Thursday, April 25, 2013

Gluten Free - Dairy Free Carrot Muffins. Delicious, Soft and Moist!

I am pretty excited about our new gluten free/dairy free carrot muffins.  I like my gluten free muffins light, slightly moist and well to be honest - I want my muffins to taste like "normal" muffins - like the kind I turned out before we went gluten free.
The carrot muffins are very good and keep well.  You may keep them in a sealed plastic container or bag on the counter for a few days or freeze and defrost when needed.
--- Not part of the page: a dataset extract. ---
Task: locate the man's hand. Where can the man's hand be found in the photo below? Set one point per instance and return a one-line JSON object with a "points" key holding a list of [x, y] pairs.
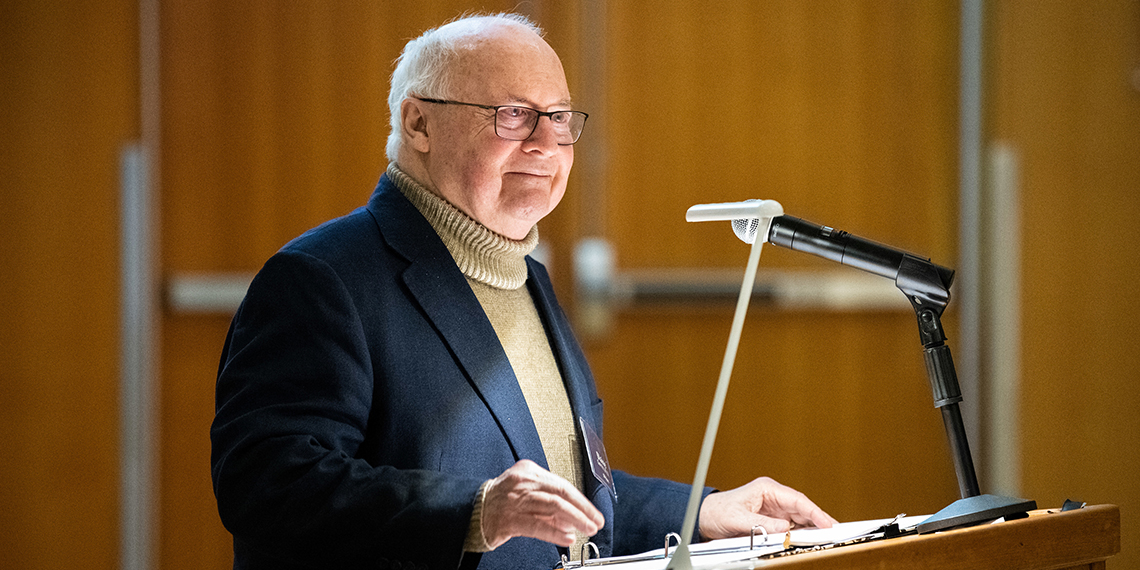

They retain their moistness and character.
Gluten Free-Dairy Free Carrot Muffins -  Makes 24
1 1/2 cups cornstarch
1/2 cup tapioca starch
1/4 cup sweet rice flour
1/4 cup teff flour
1/3 cup flax meal
1 teaspoon chia seed meal
2 teaspoons physillium powder or husk
2 1/2 teaspoons guar gum
3 teaspoons baking powder
1/2 teaspoon baking soda
1 teaspoon cinnamon
1/2 teaspoon allspice
1/2 teaspoon nutmeg
1/2 teaspoon salt
1 cup applesauce
1 cup Rogers golden syrup, corn syrup or honey ( I use Rogers Golden Syrup)
1 cup cooking oil (I use Canola)
4 eggs
1 teaspoon vanilla extract
1 cup finely grated carrot (they should be cooked a bit. I cook mine in the microwave with a tablespoon of water to steam for about one minute on high.  Cool before using.
Place dry ingredients into a large mixing bowl.  Wisk together really well.  Make a well in center of dry mixture.  In another bowl stir together the wet ingredients and pour into well in dry ingredients.  Using a hand mixer mix until combined.  Place muffin papers into muffin pan.  Fill 24 muffin cups.  Bake at 350 for 15-20 minutes or until done.

 

Wednesday, April 24, 2013

Gluten Free Danish Pastry

 I dream about recipes - gluten free recipes to be exact.  I'm not sure why except I am always thinking of ways to make gluten free foods similar to what wheat flour foods taste and "feel" like. This was one recipe I developed partly in my dreams and partly as I lay half awake thinking about how it would work.  I'm really happy with the way they turned out. They had puffed up nicely much like a simple puff pastry. I find they are best made with the full fat cottage cheese. 
Gluten Free Danish Pastry
8 ounces butter (let sit out on counter for awhile so it is not rock hard)
8 ounces 2%  or full fat cottage cheese
2 1/4 cup gluten free flour mix (shown below)
2 teaspoons guar gum
1 teaspoon physillium powder or husk
Gluten Free Flour Mix
2 cups sweet rice flour
2/3 cup pototo starch
1/3 cup tapioca starch
Method:
Combine butter and cottage cheese in food processer using blade.  Process until smooth.  Add the 2 1/4 cups of the flour mix, the guar gum and physillium powder.  Mix very well, until smooth  (dough will keep in fridge for 2 days)
Form into 18 equal sized balls and flatten each ball into a 3" circle and place on parchment lined baking sheets.  Bake in a preheated 375 degree oven for 10-12 minutes until edges are golden.  Remove and immediately spread with about 2 teaspoons jam in centers.  Cool on racks.  Drizzle with a glaze (1 egg white mixed with 1 cup icing sugar mix well.  Should be of drizzle consistency).
About 1 cup jam fills 18. 
I also like this Danish Pastry to using in gluten free Samosas.